Penyebutan nama Rasulullah saw dan Ahlul Baitnya, tentunya selalu disertai dengan nama Allah dan ungkapan rasa syukur atas segenap limpahan karunia-Nya.

1- Salam yang pertama ditujukan secara khusus kepada Rasulullah saw. Dalam salam ini juga terkandung harapan (doa) agar Allah mencurahkan rahmat-Nya kepada beliau saw, “Assalamu ‘alaika ayyuhan nabiyyu wa rahmatullahi wa barakatuh (salam sejahtera bagimu wahai nabi Allah dan semoga rahmat serta berkah Allah selalu tercurah kepadamu).”

Pada saat itu, seorang hamba tengah menyampaikan salamnya kepada sosok mulia Nabi Muhammad saw. Beliau saw merupakan nabi suci yang menyebarkan syiar Islam ke seantero dunia dan menegakkan Islam secara praktis bersama-sama para pengikutnya.


Islam adalah sebuah jalan hidup yang menekankan pentingnya harkat dan martabat umat manusia. Ajaran mulia ini membolehkan, bahkan menganjurkan setiap orang untuk menumbuhkan dan mengembangkan dirinya masing-masing semaksimal mungkin.


Nabi suci saw telah menggambarkan, menggariskan serta memperlihatkan secara nyata kepada orang-orang di seluruh dunia bagaimana bentuk masyarakat yang hidup di bawah aturan-aturan Islam.


Sebuah dunia yang didambakan adalah dunia di mana setiap orang hidup damai dan dekat kepada Allah. Tatkala memiliki pemahaman semacam itu, seorang hamba niscaya akan mengetahui kebesaran dan peran penting Nabi saw dalam membangun kesejahteraan umat manusia. Karenanya, ia akan bersegera menyampaikan salam kepada beliau saw. 


2- Salam kedua ditujukan kepada diri hamba itu sendiri serta kepada segenap hamba lainnya yang berdiri dan melangkah di jalan yang sama (jalan Allah), “Assalamu ‘alaina wa ala ‘ibadillahish shalihin (salam dan sejahtera teruntuk kami serta orang-orang yang shaleh).”


Dengan selalu memikirkan tentang kemuliaan dan keutamaan orang-orang yang shaleh, serang hamba akan semakin terpacu untuk mengikuti mereka, atau bahkan menjadi seperti mereka (menjadi orang shaleh, -pent.).

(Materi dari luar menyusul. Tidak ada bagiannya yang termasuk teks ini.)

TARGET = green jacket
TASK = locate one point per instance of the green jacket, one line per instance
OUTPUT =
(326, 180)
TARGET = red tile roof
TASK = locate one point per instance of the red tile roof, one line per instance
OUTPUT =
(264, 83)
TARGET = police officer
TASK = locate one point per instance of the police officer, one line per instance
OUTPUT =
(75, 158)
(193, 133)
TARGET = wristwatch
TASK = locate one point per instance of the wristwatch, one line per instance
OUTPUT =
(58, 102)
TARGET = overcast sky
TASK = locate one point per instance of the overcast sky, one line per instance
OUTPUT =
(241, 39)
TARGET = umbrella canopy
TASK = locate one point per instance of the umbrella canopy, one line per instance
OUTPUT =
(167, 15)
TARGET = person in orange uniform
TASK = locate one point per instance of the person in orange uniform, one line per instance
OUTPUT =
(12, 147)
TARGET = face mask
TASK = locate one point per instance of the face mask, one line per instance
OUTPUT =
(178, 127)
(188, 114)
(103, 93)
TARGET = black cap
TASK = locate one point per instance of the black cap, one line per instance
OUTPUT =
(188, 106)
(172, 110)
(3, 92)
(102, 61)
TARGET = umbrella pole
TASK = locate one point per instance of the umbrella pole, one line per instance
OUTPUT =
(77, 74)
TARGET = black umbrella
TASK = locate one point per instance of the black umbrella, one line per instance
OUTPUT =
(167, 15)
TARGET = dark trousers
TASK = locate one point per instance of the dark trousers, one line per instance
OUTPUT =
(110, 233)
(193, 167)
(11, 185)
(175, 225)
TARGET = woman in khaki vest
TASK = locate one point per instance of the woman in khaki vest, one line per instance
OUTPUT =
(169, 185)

Lihatlah di sekeliling kita! Sungguh kehidupan di dunia dewasa ini sudah sedemikian dikotori oleh pelbagai polusi kemanusiaan seperti kejahatan, kelicikan, kelancangan, kesombongan, kezaliman, kriminalitas dan korupsi. Polusi-polusi semacam itu bisa kita jumpai di mana-mana dan nyaris setiap orang tenggelam di dalamnya. Orang-orang yang berpandangan tajam atau senantiasa bersikap waspada tentunya dapat memperkirakan bahwa dalam tempo tidak lama lagi, kebangkrutan nilai-nilai kemanusiaan bakal terjadi di mana-mana.

Ya, dalam dunia yang begitu bising dan bergemuruh oleh isak tangis (benar-benar atau hanya sekadar berpura-pura), kita nyaris tidak dapat mendengar ratapan dan rintihan orang-orang lemah dan tertindas.


Kegemparan, kegaduhan dan huru-harayang diciptakan oleh para penghasut seperti Muawiyah, Yazid dan al-Mansur telah menenggelamkan kebutuhan akan kehadiran pada pemimpin yang sesungguhnya seperti Imam Ali bin Abi Thalib, Imam Husain dan Imam Ja’far Shadiq.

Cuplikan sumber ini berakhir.